Compiling and Linking with the TBB

This package can only be used for C++ code; for compilation a command of the form

icpc -c -o cfoo.o ... $INTEL_TBB_INC cfoo.cpp 

is required. Linkage is only possible against shared libraries:

icpc -o myprog.exe ... main.o cfoo.o ... $INTEL_TBB_SHLIB

The following environment variables are provided for debugging and the scalable memory allocator:

TBB_SHLIBTBB library for top performance
TBB_SHLIB_MALLOCoptimized scalable memory allocator library
TBB_SHLIB_DEBUGdebug version of TBB library; build source with -DTBB_DO_ASSERT=1
TBB_SHLIB_MALLOC_DEBUGdebug version of scalable memory allocator library; build source with -DTBB_DO_ASSERT=1

IPP Usage

Compiling and Linking with the IPP

The intel-ipp environment module provides environment variables in a similar manner as the intel-mkl module.

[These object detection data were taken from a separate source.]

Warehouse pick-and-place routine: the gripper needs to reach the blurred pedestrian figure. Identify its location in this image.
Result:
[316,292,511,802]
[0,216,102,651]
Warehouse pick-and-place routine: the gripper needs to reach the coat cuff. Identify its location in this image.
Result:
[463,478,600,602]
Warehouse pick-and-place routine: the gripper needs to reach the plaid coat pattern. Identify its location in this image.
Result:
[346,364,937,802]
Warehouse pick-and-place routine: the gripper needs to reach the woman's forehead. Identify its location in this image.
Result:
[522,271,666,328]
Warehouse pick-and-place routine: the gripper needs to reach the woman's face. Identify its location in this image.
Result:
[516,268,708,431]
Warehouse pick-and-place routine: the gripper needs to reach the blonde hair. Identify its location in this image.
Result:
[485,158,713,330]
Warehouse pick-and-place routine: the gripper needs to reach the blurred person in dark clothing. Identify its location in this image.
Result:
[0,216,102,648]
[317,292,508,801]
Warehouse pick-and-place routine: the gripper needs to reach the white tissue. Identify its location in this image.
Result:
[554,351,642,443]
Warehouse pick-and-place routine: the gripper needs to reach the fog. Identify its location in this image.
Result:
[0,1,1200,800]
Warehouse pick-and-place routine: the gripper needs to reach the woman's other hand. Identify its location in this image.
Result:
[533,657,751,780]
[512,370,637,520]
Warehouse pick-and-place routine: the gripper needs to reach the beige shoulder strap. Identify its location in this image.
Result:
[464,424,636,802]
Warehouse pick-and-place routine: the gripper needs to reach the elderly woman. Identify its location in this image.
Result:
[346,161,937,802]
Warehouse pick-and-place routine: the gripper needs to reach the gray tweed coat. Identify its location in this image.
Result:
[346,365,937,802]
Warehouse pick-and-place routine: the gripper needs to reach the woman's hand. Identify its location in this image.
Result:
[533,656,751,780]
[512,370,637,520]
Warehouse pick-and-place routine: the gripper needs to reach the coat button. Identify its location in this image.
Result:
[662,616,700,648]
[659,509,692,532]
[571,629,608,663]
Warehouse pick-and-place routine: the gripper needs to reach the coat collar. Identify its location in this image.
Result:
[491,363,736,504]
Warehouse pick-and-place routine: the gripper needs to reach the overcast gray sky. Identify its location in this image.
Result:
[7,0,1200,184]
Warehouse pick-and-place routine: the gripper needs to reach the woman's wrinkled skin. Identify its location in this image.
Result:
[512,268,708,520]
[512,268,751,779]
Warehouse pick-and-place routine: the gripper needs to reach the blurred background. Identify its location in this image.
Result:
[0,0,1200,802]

Note that a Fortran interface is not available; hence you need to write a C interop (or !DEC$ directive) based interface block yourself if you need to call IPP routines from Fortran. For C, the compilation command is

icc -c -o cfoo.o ... $IPP_INC cfoo.c 

This presupposes that you have inserted appropriate #include entries into your source.

Requirement

Linking prescription

static linkage

icc -o myprog.exe myprog.o mysub1.o ... $INTEL_IPP_LIB

dynamic linkage

icc -o myprog.exe myprog.o mysub1.o ... $INTEL_IPP_SHLIB

Troubleshooting and Feedback

If you find problems with any of the libraries please get in touch with the Service Desk. Here are a few remarks on how to solve certain known problems:

Undefined symbol: _MKL_SERV_lsame (or so):

This may happen if LRZ changes the default library version to a newer release, and the dynamically linked binary cannot cope. Binary compatibility is apparently not always fully supported. Here are your options:

  1. Re-link your executable with the present default MKL version
  2. Do a module switch intel-mkl intel-mkl/x.y, which presupposes that you know the version x.y you originally used
  3. Use the static library in the first place

Documentation

Links to documentation on the Intel website

TBB examples and documentation

When the intel-tbb module is loaded, some example codes are available under $TBB_BASE/examples. PDF and HTML documentation is available in the folder $TBB_DOC. Since the TBB is also available as open-source software, a lot of information is available at the threadingbuildingblocks website (redirects to github).